Pour le syndicaliste Reeaz Chuttoo, l’un des plus grands défis à relever pour la classe syndicale est l’amendement de l’Employment Relations Act et de l’Employment Rights Act : « Nous devons tout faire pour que les clauses, qui ne cessent d’affecter les travailleurs, soient enlevées ». Il avance qu’il faut rétablir les protections fondamentales, dont le concept de huit heures de travail, huit heures de repos et huit heures de loisirs. Il souhaite l’inclusion d’un Profit Sharing Scheme et la protection contre les « licenciements sauvages ».
Bras de fer
Poursuivant sur sa lancée, Reeaz Chuttoo avance que Maurice est le seul pays au monde où les employeurs peuvent licencier sans justification. Il réclame donc plus de protection pour les délégués syndicaux sur leurs sites de travail et plaide en faveur des travailleurs contractuels, qui n’ont droit à aucune compensation à l’âge de la retraite, car ils n’ont jamais été employés.
La CTSP organisera une première manifestation syndicale, le 17 janvier, devant le siège du ministère du Travail, des Relations industrielles et de l’Emploi. Reeaz Chuttoo invite les autres centrales syndicales à se joindre à cette manifestation pour dénoncer le retard apporté aux amendements de l’Employment Relations Act et de l’Employment Rights Act : « Ne vous fiez pas aux belles promesses du ministre Shakeel Mohamed ! »
Cette fédération syndicale envisage également une manifestation, à Genève, au moment où le ministre du Travail prendra la parole à la conférence du Bureau international du travail (BIT), si d’ici cette date, ces deux législations du travail n’ont pas été amendées à la satisfaction des travailleurs.
Licenciements
Pour l’avocat Dev Ramano, spécialiste des législations du travail, l’Employment Relations Act et l’Employment Rights Act peuvent être qualifiées comme des lois bâillons : « Elles sont pires que l’Industrial Relations Act (IRA) et la Labour Act ! » Il dénonce le fait que les travailleurs n’ont qu’un préavis de licenciement d’un mois, alors que sous la Labour Act, ils bénéficiaient de trois mois de préavis.
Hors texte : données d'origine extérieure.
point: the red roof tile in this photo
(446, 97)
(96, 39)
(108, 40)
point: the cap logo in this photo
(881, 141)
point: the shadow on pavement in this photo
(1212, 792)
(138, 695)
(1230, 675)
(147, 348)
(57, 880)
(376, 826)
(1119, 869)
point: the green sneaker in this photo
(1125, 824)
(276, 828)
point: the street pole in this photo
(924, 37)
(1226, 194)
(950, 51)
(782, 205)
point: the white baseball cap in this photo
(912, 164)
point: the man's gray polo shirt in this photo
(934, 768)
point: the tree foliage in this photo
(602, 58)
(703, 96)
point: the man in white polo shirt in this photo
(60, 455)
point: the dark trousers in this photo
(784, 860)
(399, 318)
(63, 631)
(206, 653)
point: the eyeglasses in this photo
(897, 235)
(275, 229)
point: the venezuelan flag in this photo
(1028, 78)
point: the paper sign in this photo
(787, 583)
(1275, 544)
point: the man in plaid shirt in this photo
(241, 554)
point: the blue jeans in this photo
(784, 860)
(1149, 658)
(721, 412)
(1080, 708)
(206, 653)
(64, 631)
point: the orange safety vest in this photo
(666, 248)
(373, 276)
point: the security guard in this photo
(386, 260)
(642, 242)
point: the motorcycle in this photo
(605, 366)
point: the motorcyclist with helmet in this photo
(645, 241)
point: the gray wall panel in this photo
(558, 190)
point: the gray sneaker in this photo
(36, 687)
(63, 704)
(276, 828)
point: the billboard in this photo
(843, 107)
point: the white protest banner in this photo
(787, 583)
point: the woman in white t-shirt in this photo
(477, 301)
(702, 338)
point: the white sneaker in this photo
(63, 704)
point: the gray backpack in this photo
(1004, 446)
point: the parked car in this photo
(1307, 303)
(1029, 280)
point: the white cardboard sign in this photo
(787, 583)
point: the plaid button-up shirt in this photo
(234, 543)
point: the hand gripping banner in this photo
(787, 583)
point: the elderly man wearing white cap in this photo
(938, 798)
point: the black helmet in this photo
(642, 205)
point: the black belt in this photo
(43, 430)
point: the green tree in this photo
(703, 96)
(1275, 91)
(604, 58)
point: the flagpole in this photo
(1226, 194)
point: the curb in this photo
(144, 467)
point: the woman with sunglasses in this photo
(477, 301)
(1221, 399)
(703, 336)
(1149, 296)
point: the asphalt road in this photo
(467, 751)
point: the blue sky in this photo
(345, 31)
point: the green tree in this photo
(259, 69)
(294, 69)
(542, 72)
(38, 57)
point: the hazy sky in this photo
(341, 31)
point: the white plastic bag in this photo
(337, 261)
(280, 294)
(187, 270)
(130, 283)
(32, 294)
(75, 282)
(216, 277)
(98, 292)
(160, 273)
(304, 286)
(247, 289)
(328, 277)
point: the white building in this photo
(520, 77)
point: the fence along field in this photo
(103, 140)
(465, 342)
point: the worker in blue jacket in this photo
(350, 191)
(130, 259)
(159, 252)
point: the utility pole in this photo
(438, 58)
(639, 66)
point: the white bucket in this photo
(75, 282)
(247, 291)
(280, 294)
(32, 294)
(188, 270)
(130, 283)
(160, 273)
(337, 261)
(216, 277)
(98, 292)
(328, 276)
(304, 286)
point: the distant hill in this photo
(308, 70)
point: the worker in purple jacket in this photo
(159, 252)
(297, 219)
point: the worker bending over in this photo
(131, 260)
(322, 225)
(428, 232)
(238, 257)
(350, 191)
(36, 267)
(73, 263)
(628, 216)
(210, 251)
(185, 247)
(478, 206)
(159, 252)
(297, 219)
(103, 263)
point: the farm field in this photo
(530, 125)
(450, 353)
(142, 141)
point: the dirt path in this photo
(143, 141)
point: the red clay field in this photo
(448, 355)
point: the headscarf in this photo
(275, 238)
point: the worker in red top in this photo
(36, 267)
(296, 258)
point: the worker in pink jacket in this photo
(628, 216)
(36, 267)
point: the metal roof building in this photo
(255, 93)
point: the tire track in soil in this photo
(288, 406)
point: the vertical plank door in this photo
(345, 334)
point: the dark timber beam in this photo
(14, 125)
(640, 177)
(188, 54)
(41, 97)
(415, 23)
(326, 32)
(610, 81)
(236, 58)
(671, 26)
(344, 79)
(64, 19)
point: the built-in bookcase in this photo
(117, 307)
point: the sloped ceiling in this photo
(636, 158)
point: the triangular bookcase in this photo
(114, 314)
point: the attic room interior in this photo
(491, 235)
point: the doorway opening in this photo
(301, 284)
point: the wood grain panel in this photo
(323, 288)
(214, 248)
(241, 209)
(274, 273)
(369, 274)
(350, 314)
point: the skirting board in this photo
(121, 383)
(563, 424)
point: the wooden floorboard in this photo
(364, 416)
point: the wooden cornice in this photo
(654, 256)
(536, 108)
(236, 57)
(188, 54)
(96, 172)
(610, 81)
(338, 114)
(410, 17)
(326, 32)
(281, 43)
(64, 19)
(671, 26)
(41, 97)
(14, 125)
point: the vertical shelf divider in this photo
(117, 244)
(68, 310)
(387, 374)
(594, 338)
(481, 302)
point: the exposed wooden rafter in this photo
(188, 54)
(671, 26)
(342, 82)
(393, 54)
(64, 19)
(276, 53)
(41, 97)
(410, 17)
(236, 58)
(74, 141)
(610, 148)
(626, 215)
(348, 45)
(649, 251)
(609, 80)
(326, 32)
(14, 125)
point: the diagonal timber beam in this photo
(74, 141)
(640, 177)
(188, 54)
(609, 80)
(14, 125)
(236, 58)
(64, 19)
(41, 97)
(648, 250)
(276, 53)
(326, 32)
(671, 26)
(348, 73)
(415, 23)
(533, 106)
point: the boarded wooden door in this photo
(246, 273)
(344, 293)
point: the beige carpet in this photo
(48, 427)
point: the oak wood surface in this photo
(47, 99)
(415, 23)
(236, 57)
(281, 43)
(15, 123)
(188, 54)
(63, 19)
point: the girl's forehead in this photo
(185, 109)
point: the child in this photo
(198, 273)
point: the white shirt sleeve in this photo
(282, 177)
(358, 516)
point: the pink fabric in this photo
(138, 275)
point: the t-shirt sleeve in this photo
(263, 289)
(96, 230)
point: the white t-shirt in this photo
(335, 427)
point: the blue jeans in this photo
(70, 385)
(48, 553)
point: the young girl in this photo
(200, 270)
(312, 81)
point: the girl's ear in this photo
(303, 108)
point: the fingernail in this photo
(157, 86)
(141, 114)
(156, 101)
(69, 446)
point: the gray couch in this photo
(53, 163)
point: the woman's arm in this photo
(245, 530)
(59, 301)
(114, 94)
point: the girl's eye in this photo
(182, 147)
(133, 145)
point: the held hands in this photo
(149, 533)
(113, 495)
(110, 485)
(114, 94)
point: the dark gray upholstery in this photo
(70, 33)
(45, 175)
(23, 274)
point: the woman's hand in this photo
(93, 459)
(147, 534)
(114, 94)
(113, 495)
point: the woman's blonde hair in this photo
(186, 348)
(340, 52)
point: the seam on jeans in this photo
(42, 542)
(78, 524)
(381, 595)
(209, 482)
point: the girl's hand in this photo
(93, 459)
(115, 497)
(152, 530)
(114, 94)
Le démantèlement du Termination of Contract Service Board, pour Dev Ramano, a été un désastre pour les travailleurs : « Le fait que le patronat n’est tenu qu’à informer le ministre du Travail de son intention d’effectuer des licenciements économiques, donne lieu à des abus. » Sous le Termination of Contract, les licenciés avaient droit à une compensation représentant 15 jours de salaire par année de service, si leurs licenciements étaient justifiés. Au cas contraire, leurs employeurs devraient leur accorder une compensation de trois mois par année de service ou la réintégration.
Ce qui n’est plus le cas aujourd’hui. Car, sous la nouvelle législation du travail, tout employé qui conteste son licenciement doit obligatoirement saisir la justice. Faute d’argent, plusieurs licenciés se retrouvent dans l’impossibilité de contester leurs licenciements.
Dev Ramano avance que cela permet aux employeurs de licencier les employés qu’ils trouvent gênants (les délégués syndicaux), d’autant que la notion de réintégration ne figure pas dans notre législation du travail.